Hacker News new | ask | show | jobs
by monkey26 4515 days ago
This article caught my interest as I've been reading into Cassandra. But some previous research had me thinking that Cassandra works best with under a TB/node. Is SQL still better when you have really large nodes (16-32TB) and only really want to scale out for more storage?

I'm currently humming along happily with Postgres, but some of the distributed features, and availability of Cassandra look really nice.

3 comments

Cassandra 2.0 can handle 5TB per node easily, 10TB with some care. Best to scale out, not up.

That said, if someone else has already made the hardware choice for you, you can always run multiple C* nodes on a single machine. I know several production clusters that fit this description.
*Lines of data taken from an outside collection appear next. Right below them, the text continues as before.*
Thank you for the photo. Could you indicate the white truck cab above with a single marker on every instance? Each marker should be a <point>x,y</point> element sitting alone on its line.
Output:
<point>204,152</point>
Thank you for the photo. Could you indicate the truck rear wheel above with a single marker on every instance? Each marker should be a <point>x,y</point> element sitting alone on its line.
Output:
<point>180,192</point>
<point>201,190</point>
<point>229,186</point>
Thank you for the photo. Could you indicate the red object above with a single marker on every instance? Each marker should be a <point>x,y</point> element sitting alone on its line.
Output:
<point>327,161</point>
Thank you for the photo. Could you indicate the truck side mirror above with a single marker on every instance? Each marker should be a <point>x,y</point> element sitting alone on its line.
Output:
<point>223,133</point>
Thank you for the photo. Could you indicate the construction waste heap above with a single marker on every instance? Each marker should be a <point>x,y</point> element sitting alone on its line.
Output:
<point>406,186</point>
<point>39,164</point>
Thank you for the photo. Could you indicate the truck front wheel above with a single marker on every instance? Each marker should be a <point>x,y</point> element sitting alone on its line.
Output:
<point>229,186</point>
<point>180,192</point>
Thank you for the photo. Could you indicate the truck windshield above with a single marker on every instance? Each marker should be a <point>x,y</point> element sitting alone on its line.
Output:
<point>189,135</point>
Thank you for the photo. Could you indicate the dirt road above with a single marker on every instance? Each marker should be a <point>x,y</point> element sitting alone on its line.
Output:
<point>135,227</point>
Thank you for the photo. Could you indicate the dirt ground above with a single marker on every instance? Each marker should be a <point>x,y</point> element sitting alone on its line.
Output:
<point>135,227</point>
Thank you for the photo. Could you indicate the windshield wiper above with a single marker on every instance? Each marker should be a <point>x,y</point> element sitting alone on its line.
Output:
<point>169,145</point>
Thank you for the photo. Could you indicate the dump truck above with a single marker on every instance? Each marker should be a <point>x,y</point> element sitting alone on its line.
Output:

PostgreSQL can handle petabytes easily. However if you need to query a petabyte of data, then you need to rethink your solution. PrestoDB + Hive + Hadoop may be what you need.
so can you put petabytes on 1 server? or can postgresql shard?
It's much more about desired usage patterns than amount of storage. Cassandra and RDBMS's differ quite a lot in how you replicate, consistency guarantees, performant read patterns, performant write patterns, how you handle recovery, etc... If you intend to bring anything to scale it helps to understand the strengths and weaknesses of the underlying architecture.
We run at about 1TB a node and it works well (high write load things like metrics and telemetry data). But we also use SQL server where appropriate (i.e. transactional account stuff).

I am a fan of using the right tool for the right job providing you have the team to support it.